Crude oil soared to a record $42.90 a barrel on the New York Mercantile Exchange on July 28 as Russia's biggest oil exporter warned that it might be forced by the Russian government to halt production. Lawyers for Yukos said the embattled company had been prohibited by the Justice Ministry from selling property. It has asked the ministry to clarify whether "property" includes its oil. The government of Russian President Vladimir Putin has been moving toward selling Yukos in pieces to settle a $3.4 billion bill for back taxes. Putin's critics say that he's trying to punish Yukos' politically ambitious former CEO, Mikhail Khodorkovsky. The company's latest warning might be a way to rally support.

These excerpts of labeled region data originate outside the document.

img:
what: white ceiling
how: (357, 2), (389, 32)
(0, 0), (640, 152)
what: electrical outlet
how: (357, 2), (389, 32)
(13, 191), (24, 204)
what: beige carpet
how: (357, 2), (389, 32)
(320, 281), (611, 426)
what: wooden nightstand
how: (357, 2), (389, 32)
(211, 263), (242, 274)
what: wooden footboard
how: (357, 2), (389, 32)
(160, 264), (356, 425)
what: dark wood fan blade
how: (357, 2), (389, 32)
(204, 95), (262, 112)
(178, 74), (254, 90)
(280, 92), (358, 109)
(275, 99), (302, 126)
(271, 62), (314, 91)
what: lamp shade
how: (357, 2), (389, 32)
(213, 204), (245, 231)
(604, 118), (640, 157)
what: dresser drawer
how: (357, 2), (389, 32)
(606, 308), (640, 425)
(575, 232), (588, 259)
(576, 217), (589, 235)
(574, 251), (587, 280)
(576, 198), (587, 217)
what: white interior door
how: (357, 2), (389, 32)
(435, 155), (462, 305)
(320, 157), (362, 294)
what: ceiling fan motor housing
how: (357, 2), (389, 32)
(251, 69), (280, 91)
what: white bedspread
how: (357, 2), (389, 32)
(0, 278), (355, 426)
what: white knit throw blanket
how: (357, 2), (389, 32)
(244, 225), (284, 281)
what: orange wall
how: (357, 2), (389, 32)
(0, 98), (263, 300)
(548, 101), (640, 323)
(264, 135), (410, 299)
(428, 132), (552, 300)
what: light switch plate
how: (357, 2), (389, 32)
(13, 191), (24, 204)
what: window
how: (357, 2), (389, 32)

Despite ho-hum growth in telecom services overall, Verizon Communications (VZ)managed to blitz rivals. The nation's largest phone company said on July 27 that second quarter earnings hit $1.8 billion, up more than fivefold from $338 million a year ago. Revenues climbed 6% to $17.84 billion, outpacing SBC Communications' (SBC) 2.2% increase, to $12.8 billion, and BellSouth's (BLS) 1.6% rise to $6.7 billion. The wireless business led Verizon's charge, adding 1.5 million users in the quarter and boosting revenue 25%, to $6.85 billion.
Richard Miller resigned as chief financial officer of Cardinal Health (CAH) in the wake of questions about how the health-care giant classified its revenues. Considered a star finance exec when he became CFO in 1998, Miller came under pressure last fall when the SEC began an informal inquiry into Cardinal's handling of $22 million from vitamin manufacturers that overcharged the company. Miller's exit was coupled with the news that Cardinal will delay the release of its fiscal 2005 results. Cardinal revealed on June 30 that it received a subpoena from the SEC. It also cut its annual profit forecast.
-- Microsoft (MSFT) co-founder Paul Allen acquired Plains Resources for $460 million.
-- Four former execs of U.S. Foodservice (AHO) face securities-fraud charges.
-- Energizer (ENR) shares tumbled 12% on earnings that were below forecasts.
Shares of ImClone Systems (IMCL) have fallen 28%, to $58.52, since July 20 despite strong sales for Erbitux, its new colorectal cancer treatment. Analysts are afraid that royalty payouts may be higher than expected. Erbitux' $16,000-per-month price tag is also drawing fire.